9-letnie zwierzę zostało uratowane przez stowarzyszenie AVA – Acting for Animal Life, gdy naprawdę tego potrzebowało.
Zupełnie sam
Przez trzy tygodnie biedny owczarek niemiecki był zdany na siebie, po tym, jak jego właściciel został hospitalizowany. Początkowo dokarmiał go sąsiad, który niestety również trafił do szpitala.
Budowanie zaufania
Wolontariusze AVA szybko zdali sobie sprawę, że Malone boi się ludzi. Pies przez całe życie nie opuszczał terenu swojego domu.
Organizacja charytatywna chciała pomóc mu nabrać pewności siebie, a przy tym go nie odstraszyć.
Każdego dnia wolontariusze przychodzili do niego, aby go nakarmić i nawiązać z nim kontakt. Malone powoli robił postępy. Stopniowo zbliżał się do wolontariuszy, lizał ich ręce i pozwalał się głaskać.

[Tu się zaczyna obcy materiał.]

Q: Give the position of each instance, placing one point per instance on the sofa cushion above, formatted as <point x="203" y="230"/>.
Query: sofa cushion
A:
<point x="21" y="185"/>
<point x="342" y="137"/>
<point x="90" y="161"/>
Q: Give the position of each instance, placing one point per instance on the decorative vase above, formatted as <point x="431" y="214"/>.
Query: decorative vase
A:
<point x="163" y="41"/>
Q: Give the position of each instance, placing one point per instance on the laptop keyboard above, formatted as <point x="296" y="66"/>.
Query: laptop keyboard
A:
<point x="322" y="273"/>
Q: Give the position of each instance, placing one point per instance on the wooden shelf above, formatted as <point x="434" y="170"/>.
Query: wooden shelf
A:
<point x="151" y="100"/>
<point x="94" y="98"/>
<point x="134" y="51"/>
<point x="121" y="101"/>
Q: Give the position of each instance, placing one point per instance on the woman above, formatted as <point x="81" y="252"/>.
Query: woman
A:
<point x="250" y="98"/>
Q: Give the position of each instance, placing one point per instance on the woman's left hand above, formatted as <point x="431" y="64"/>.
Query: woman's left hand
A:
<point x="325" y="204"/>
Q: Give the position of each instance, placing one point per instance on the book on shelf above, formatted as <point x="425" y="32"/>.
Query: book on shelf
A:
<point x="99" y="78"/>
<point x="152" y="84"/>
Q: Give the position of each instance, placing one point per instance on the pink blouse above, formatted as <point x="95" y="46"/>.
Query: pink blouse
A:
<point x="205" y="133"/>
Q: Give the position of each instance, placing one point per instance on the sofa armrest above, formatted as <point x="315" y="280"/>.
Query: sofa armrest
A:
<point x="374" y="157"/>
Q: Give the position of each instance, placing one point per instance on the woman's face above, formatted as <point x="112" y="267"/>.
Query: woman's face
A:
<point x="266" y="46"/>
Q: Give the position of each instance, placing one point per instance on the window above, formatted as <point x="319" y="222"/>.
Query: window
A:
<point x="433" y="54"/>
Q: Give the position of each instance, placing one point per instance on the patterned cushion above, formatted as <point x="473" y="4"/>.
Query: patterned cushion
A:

Dwa tygodnie później jednej z wolontariuszek udało się przypiąć smycz do jego obroży. Następnie zaprowadziła go do samochodu organizacji i zabrała do schroniska.
Nowe życie
W placówce psiak otrzymał troskliwą opiekę. Zaprzyjaźnił się z personelem i innymi zwierzakami.
Dzisiaj Malone ufa dobrym ludziom i wkrótce będzie gotowy na rozpoczęcie nowego życia!